The question of whether theism is compatible with science isn't so interesting to me since that's like saying science is compatible with an abstract poem or a fiction like the Star Wars story. Of course science can be interpreted as being compatible with an unfalsifiable, ambiguous, not-well-defined work of art. You can always redefine the fiction to get around contrary evidence. So that question doesn't interest me so much.
You misrepresent the article when you say that I say there are of course no secular or atheistic myths. You left out the first part of that sentence: "In so far as myths are theistic..." That whole section is about how there are secular myths in a broader sense, and I list several types.
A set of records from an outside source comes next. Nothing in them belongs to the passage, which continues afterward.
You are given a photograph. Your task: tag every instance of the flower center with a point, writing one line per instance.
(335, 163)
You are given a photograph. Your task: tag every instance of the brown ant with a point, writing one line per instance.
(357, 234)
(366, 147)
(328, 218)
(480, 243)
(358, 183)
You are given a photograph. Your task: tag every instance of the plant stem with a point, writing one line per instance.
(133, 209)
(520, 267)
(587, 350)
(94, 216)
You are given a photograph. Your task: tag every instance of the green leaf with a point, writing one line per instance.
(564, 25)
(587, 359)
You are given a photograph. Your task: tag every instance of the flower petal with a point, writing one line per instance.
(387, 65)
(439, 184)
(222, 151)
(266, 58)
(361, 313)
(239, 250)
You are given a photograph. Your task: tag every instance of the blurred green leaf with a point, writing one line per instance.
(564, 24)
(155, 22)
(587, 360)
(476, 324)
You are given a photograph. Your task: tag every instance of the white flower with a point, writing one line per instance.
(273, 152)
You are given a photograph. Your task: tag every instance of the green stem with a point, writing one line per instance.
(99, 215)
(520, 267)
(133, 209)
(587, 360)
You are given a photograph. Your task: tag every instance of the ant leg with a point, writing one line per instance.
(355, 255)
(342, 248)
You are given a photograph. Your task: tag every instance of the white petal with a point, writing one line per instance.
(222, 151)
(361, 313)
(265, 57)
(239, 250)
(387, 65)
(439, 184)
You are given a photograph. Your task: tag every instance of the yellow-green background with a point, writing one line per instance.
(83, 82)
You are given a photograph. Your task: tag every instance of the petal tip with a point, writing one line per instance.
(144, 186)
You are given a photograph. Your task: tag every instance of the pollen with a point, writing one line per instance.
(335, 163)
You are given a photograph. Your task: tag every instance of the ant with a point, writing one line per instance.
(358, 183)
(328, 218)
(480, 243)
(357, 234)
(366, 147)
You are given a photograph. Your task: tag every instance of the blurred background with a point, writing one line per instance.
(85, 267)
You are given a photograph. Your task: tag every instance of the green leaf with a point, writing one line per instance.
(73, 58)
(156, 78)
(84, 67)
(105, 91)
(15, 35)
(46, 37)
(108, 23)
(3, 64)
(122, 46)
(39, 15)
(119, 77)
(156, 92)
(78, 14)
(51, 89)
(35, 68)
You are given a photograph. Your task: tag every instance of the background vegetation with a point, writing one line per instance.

Anyway, I agree about the strangeness of some scientific findings, and I've written several articles on that. See for example the first two links below. I'll quote from the second one (which takes you to an article on my older blog, off Medium):
'Does modernity relieve nature of its charm? Richard Dawkins pointed out that instead of “unweaving the rainbow,” scientific knowledge always raises more questions. As a winsome salesman for the New Atheist movement, though, he’s not permitted to say why that’s so. The reason why nature paradoxically becomes necessarily more mysterious even as scientific knowledge advances is that scientific explanations are naturalistic, which entails that the universe being explained is posited as godless. Thus, every natural process or mechanism must be an abomination, an appalling monstrosity, a mindless, unplanned-for, living-dead cycling to nowhere and for nothing. Science supplies materialistic models that enable us to control nature for our benefit, and these models are poised to horrify because they depict the universe as a colossal, shockingly-counterintuitive monster. Newton or Einstein can explain gravity, for example, but only by positing brute, unexplained forces and materials (including the so-called nothingness of the quantum vacuum from which natural order arises, according to quantum mechanics and the Big Bang Theory). The completeness of scientific understanding is illusory, because at the end of technoscientific mastery is the horror that nothing that ever happens can happen for a lasting good. The greater our power over nature, the deader our sensibilities become as we’re haunted by the philosophical implications of the success of scientific objectification.'
On these sorts of grounds I argue for pantheism (third link below).
I'd say it's not so much that scientists or atheists prove there's no god. It's that theists overreach and fall on their faces by proposing conceptions of gods which are vain, parochial, self-refuting, and preposterous. The absurdity of those conceptions is the whole point, sociologically speaking, since they test the loyalty of the believer to the religious group, in line with the evolutionary handicap principle.
Anyway, judging especially from your last paragraph, you seem like a non-crazy Christian.